The estate tax is a tax on large estates levied at death, thus earning the moniker “the death tax.” The estate tax has gone through many changes and revisions since its first modern implementation in 1916, but under the current scheme, estates with assets valued in excess of $5,000,000 are subject to taxation. The $5,000,000 exclusion is adjusted for inflation annually with 2011 serving as the base year. The exclusion amount for 2013 is $5,250,000.
The gross estate includes all the assets owned by the decedent at death plus some additional property. For example, property owned by the decedent’s living trust, the value of certain property transferred within three years of death, and the proceeds from certain types of life insurance policies are included in the gross estate despite the decedent’s not actually owning them at death. Determining what is and is not included in the gross estate can be a highly complex and nuanced endeavor.

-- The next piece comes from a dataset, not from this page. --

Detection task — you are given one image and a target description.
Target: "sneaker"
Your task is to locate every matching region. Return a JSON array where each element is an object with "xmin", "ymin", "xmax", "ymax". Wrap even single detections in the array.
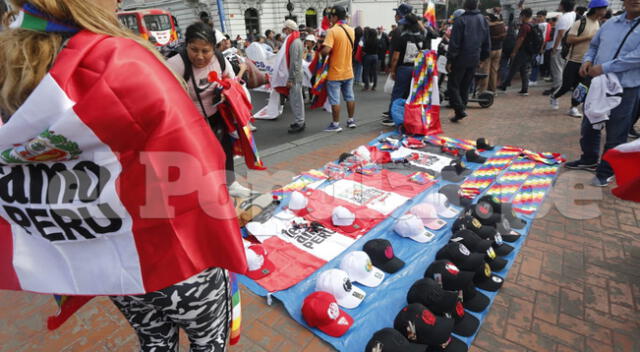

It is important to note that the value of the gross estate is determined by the fair market value of the assets held therein. It is not limited to liquid assets but extends to nearly every aspect of the estate, including the value of land, a family business or farm, and even art and furniture.
Once the gross estate is determined, as with the income tax, federal law allows for various deductions to lower the value of the taxable estate. Property left to a surviving spouse, for example, is generally not subject to the estate tax. Other deductions include bequeaths to charity and certain expenses that the estate may incur after the decedent’s death, including funeral costs and the cost of administering the estate.
Tentative and Final Estate Tax
From the taxable estate, the tentative estate tax due is determined. Like the income tax, there are several tax tables ranging from 18% to 40% with any amounts in excess of $1,000,000 subject to the highest rate.
Once the tentative tax is determined, credits against the estate tax due are available, the most important of which is the unified credit, which is $2,045,800 as of 2013. (This credit is derived from the current exclusion amount of $5,250,000.) This represents a unified estate and gift tax credit, meaning that the credit amount may be less if the decedent had previously utilized it to make taxable gifts during his or her lifetime. (I will discuss the gift tax in a future post.)
It is important to note that the unified credit—with some limitations—is portable from one spouse to another, meaning that widowed spouses can later utilize both their exclusion amount and the exclusion amount of their deceased spouse.
The estate tax is a matter of great controversy. Some believe it to be a good method to hinder the rise of a large class of “idle rich” and the accumulation in perpetuity of vast amounts of wealth with just a few wealthy families. Others, however, point out that the taxable estate has already been taxed once—and in the case of wealth derived from dividends and capital gains, twice—and so opponents argue it to be unfair to then tax it for a second or third time.
Policy has shifted back and forth for many years, and the estate tax was, in fact, briefly eliminated in 2010. In 2013, however, Congress and President Obama agreed to the current structure.
If the estate tax is a potential concern for your estate, you should consult with an attorney to help you properly prepare. There are many techniques available to lower or even eliminate your estate’s tax bill.